JUDY VIRAGO: My place is so tidy today. I used to follow the Quentin Crisp school of cleaning, that after four years the dirt doesn't get any worse. So I would let my bedroom grow into a wonderful garden. But now i'm really getting into being tidy.
HENRI FABERGÉ: Is he a kindred spirit?
JV: Someone I find interesting. He was one of the first loud proud homosexuals in the UK. The fact that he outed himself like that makes him a hero of mine.
HF: He represents the idea of a performative lifestyle.
JV: He was wearing makeup in public to say to everyone: I'm really gay, and I'm amongst you, and you need to deal with that.
HF: And that became a character that he embodied as a performer.
JV: Yeah, like a personae that he took on stage and toured, and he was really old when he started doing that.
HF: And that was in New York, correct? I guess it was less accepted in England?
JV: Well there's a different history of homosexuals in theatre there.
HF: More drag.
JV: Pre-World War II drag wasn't necessarily linked with being queer. There was lots of straight drag in pubs, that sort of thing.
HF: Even in Shakespeare, they had men playing female characters.
JV: Until King Charles II. The stage was strictly for men only, until the Restoration.
HF: But with Quentin, it wasn't drag. It was overtly homosexual. It had nothing to do with a character he was putting on, he was openly characterizing himself.
JV: For sure. He was high camp. People could get that. But once you bring sex into it...
HF: Then it's dangerous. Did you face any resistance when you start performing back in New Zealand? What kind of community did you grow up in?
JV: I grew up in a Catholic community. A suburb of the largest city in New Zealand, Auckland. It was like a little border town, at the edge of where the suburban space becomes rural space. So I went to school with farmers' children. Everyone knew everyone, knew everyone's business, and my family was heavily involved in the church. That was just my childhood. I started doing drag in my third year of university. Well, I dabbled in it in first year. We had a special dinner, and the invitation said "gentleman, please wear a tie." I was like, mmm no I'm going to wear a dress. So I went to the dinner in drag, and everyone was like "who's that new girl? Oh my god it's him!" I just liked fucking with people.

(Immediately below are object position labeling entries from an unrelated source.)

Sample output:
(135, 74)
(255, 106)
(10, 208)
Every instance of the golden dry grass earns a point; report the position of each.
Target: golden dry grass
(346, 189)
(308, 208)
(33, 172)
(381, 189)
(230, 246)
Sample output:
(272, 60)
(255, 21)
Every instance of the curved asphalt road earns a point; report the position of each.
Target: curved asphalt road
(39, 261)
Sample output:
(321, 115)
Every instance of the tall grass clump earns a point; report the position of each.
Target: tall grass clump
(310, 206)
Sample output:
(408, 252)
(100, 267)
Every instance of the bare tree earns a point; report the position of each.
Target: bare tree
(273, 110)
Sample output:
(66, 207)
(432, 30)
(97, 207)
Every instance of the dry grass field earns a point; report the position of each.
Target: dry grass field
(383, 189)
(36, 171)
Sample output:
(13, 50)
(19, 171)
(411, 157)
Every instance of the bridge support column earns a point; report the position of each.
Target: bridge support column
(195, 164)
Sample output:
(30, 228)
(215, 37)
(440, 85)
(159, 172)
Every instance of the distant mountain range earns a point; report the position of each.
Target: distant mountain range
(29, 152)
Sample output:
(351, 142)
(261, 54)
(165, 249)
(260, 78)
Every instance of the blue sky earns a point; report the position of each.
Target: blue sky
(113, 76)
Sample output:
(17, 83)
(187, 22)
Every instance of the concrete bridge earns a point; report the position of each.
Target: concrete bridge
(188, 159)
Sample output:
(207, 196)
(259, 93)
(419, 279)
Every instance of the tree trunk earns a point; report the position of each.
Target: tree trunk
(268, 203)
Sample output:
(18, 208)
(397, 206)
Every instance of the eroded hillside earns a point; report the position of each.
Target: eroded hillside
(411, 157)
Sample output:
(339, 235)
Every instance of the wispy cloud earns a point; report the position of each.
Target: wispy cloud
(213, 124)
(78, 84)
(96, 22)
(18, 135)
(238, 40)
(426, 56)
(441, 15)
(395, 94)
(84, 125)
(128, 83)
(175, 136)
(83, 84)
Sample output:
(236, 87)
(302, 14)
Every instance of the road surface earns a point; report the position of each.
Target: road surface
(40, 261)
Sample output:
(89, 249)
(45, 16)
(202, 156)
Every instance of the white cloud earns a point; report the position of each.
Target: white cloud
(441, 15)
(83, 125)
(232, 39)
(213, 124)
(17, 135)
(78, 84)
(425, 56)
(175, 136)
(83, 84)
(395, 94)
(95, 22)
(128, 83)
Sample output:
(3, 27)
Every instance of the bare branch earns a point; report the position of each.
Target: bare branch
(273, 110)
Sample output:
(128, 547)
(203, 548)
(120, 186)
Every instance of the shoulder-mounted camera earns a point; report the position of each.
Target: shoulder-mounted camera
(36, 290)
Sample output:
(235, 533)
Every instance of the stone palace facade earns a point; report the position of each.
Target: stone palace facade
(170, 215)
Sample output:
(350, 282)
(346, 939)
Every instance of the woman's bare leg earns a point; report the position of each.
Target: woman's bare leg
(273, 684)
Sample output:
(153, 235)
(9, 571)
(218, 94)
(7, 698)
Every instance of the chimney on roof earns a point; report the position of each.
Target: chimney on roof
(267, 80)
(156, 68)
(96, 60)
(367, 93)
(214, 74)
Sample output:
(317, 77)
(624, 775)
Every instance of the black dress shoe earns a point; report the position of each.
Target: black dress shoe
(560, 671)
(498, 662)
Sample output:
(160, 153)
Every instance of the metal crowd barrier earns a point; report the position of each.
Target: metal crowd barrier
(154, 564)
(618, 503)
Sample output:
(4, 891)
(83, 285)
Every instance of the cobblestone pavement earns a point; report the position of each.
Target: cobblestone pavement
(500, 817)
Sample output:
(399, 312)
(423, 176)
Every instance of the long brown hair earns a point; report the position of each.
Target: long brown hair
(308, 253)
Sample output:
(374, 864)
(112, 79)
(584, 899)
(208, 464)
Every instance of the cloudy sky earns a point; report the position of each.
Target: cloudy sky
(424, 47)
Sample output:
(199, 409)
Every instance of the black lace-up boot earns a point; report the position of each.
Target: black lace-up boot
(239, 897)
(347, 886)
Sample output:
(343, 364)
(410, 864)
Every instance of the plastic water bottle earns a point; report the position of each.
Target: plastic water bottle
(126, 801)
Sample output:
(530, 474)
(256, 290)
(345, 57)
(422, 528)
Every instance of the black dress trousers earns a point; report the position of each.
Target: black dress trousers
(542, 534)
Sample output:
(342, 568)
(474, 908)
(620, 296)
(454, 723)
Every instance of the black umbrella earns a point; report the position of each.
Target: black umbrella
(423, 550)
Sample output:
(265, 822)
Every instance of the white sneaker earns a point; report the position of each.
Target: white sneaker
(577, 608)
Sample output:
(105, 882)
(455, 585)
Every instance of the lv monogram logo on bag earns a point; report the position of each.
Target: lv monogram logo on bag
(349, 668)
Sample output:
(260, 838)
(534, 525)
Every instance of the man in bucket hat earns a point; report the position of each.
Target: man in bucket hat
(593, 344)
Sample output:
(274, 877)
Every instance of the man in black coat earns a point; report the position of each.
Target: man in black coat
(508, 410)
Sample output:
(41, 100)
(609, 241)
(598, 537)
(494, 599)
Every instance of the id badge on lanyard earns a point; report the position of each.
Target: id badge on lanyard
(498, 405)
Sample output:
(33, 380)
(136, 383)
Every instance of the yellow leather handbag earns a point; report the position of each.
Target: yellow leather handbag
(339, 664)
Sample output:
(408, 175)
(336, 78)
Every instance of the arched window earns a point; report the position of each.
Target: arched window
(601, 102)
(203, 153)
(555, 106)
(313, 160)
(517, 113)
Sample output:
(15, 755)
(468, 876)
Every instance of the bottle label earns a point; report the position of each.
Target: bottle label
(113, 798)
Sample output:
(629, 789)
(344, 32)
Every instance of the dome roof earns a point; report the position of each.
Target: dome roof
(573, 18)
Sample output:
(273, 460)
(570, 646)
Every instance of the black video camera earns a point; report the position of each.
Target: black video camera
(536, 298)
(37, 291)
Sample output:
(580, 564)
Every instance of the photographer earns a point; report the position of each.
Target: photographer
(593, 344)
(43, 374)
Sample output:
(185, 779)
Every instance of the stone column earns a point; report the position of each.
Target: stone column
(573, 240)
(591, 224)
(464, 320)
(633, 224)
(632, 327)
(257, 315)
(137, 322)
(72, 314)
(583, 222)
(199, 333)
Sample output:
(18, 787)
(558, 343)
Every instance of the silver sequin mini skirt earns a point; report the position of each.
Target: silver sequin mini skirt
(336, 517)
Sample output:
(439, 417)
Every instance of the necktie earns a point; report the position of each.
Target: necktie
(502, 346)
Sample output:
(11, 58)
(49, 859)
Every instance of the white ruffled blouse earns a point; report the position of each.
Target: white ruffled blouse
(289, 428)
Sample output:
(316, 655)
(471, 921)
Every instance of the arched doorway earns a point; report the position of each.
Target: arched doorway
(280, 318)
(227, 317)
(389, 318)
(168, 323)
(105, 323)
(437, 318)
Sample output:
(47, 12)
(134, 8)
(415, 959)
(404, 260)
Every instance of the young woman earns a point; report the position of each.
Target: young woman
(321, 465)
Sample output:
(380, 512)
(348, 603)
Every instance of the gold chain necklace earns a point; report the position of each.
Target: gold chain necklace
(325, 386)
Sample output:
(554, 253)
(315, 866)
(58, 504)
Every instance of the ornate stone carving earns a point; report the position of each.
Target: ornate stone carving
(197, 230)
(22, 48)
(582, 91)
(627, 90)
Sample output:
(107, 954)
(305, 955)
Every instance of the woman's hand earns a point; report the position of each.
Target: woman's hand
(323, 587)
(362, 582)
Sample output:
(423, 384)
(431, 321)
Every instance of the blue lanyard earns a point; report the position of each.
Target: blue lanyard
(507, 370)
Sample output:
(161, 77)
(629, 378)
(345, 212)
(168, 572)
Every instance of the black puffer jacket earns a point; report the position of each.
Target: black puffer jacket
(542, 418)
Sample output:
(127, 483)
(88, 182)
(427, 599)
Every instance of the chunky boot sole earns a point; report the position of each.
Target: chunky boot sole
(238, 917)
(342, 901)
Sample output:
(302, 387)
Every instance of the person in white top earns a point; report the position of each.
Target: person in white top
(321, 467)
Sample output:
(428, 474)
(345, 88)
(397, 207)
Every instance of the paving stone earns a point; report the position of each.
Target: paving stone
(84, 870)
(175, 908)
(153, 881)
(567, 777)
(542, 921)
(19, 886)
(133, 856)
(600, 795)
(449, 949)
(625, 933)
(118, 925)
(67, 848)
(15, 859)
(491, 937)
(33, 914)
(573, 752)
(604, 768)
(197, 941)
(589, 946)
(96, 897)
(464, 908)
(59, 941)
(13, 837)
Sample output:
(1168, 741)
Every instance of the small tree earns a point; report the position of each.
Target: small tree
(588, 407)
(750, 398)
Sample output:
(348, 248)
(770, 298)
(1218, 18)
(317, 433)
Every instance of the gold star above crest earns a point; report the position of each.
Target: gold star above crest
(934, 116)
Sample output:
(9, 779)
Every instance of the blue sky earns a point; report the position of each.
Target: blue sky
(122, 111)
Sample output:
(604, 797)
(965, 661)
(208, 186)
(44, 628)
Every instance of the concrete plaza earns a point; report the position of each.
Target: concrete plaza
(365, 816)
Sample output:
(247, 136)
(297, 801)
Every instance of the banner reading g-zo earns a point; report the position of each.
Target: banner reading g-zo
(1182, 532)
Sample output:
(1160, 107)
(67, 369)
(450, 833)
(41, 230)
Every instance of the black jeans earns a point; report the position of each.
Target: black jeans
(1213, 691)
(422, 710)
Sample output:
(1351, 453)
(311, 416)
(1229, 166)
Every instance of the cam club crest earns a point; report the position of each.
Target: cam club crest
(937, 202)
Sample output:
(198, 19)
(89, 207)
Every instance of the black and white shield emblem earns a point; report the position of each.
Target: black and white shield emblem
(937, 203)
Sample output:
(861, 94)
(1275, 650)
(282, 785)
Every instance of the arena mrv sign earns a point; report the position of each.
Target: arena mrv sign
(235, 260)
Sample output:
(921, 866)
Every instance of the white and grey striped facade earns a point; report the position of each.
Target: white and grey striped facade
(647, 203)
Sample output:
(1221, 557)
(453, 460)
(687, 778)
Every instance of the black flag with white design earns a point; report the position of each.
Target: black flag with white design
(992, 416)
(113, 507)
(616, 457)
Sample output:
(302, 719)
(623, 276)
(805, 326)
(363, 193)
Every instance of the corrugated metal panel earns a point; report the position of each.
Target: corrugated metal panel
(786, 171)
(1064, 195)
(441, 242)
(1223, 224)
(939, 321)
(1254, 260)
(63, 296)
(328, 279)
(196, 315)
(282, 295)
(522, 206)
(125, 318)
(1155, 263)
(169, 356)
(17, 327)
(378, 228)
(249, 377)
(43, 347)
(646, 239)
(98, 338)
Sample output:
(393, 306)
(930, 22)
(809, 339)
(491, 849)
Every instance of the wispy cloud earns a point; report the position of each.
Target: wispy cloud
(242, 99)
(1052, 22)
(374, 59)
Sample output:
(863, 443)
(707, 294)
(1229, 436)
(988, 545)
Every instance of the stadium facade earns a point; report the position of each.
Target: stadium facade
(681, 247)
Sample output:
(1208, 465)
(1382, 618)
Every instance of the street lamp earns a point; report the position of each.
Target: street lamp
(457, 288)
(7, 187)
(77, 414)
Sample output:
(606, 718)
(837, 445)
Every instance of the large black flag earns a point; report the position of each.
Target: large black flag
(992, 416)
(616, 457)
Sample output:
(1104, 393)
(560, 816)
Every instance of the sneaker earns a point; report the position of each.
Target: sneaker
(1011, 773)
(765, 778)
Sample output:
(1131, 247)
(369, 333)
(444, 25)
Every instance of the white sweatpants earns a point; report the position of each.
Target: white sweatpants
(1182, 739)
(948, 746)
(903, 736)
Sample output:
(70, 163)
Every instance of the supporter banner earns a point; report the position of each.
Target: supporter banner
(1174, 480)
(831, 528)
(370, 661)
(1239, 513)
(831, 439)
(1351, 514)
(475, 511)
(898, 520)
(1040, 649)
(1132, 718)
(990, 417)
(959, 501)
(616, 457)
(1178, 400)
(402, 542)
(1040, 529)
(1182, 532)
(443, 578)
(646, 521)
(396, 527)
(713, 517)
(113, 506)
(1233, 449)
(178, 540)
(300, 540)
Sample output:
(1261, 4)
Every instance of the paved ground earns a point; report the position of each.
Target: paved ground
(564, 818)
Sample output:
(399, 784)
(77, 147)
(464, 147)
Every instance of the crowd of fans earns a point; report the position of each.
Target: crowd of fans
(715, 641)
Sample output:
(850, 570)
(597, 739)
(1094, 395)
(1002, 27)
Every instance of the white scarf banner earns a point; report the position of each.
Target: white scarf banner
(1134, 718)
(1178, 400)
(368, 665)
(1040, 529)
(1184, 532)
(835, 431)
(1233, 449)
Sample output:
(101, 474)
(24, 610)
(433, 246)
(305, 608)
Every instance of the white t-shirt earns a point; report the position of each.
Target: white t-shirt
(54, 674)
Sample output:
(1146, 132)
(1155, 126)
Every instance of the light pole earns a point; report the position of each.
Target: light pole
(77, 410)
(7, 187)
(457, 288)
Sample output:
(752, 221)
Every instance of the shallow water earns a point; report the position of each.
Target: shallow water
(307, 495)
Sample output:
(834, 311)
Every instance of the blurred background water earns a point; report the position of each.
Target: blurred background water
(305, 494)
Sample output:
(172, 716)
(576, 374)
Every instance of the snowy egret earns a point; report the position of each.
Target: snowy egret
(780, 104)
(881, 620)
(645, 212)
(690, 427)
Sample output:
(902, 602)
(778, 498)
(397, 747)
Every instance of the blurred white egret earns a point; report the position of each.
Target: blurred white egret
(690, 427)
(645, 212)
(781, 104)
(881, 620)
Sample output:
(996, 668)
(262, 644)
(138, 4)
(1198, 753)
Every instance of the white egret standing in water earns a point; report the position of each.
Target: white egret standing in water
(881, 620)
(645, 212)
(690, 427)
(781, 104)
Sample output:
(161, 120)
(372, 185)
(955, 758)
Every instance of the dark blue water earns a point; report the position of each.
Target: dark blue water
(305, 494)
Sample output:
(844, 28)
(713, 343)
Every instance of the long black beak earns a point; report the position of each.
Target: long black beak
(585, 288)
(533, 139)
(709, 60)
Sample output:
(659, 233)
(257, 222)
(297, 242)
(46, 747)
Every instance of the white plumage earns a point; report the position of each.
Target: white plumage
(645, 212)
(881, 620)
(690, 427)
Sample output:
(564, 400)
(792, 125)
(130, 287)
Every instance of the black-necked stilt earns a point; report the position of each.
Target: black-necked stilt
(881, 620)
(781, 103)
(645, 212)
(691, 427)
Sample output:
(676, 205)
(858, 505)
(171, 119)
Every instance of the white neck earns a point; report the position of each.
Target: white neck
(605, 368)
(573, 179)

HF: Were you taking offense to the term gentleman?
JV: I was taking offense to the fact that they were enforcing dress codes by gender.
HF: That's a Catholic school trope too, did you go to a school with kilts?
JV: I went to a Catholic primary school and a Catholic high school for one year. I was kind of a goth then. I was fifteen, being the only goth at the Catholic school was kind of good. People left me alone. They assumed that I was putting spells on them and rumours spread. They just thought I was kind of a freak. And then they realized I was a lovely person.
HF: So you found some of your own kindred spirits.
JV: Yeah. A bunch of other queer goths basically. But I wasn't too queer in high school. Then I went back to public school, where I was the only gay at school and got involved in theatre, everyone knew me as the theatre gay.
HF: What do you mean by not being that queer in high school?
JV: I mean I wasn't out. And I was dating girls. But then I was completely out, and was dressing very bizarrely, kind of gender fucking in the way that I dressed at the public school. People didn't get it. I'm wearing pigtails to show you that anyone can!
HF: So you were drawn to theatre, was that a safe space for exploration?
JV: Yeah, and it gives you the opportunity to try out being different people. And when you're a teenager and you don't exactly know who you are or where you fit, and you have all these questions, pretending to be other people can be a lot of fun.
HF: Did you get into acting?
JV: I got into a lot of acting at school and outside of school. My Grandparents, who I lived with in high school, wanted me to go to drama school. My Dad wanted me to go to business school, and my Mum wanted me to do whatever I wanted. So I went to university to do commerce and English literature. Then I switched to psychology and linguistics, and did theatre on the side. And I started doing drag then. I played a bunch of female roles in summer Shakespeare, and then I started entering club competitions and that sort of thing.
HF: What kind of competitions?
JV: Like drag competitions, at night clubs.
HF: There was a scene for that?
JV: Yeah, there's a fairly okay drag scene in Auckland. So I'd go out to clubs, and I won my first competition. There were other good performers, and they looked pretty, but they were doing boring stuff like Britney. And I was doing Andrews Sisters, really fun retro stuff. That was newer for the audience than doing pop stuff. So that set me apart.
HF: Who did you perform as, back then?
JV: My name back then was Judy Chicago. I got that name from a feminist artist who I became familiar with in high school, in art history we did a block on feminist art from the 70s. I was drawn to her work, and I liked the sound of her name, the intonation of it. In high school I thought, if I ever become a woman my name's going to be Judy Chicago.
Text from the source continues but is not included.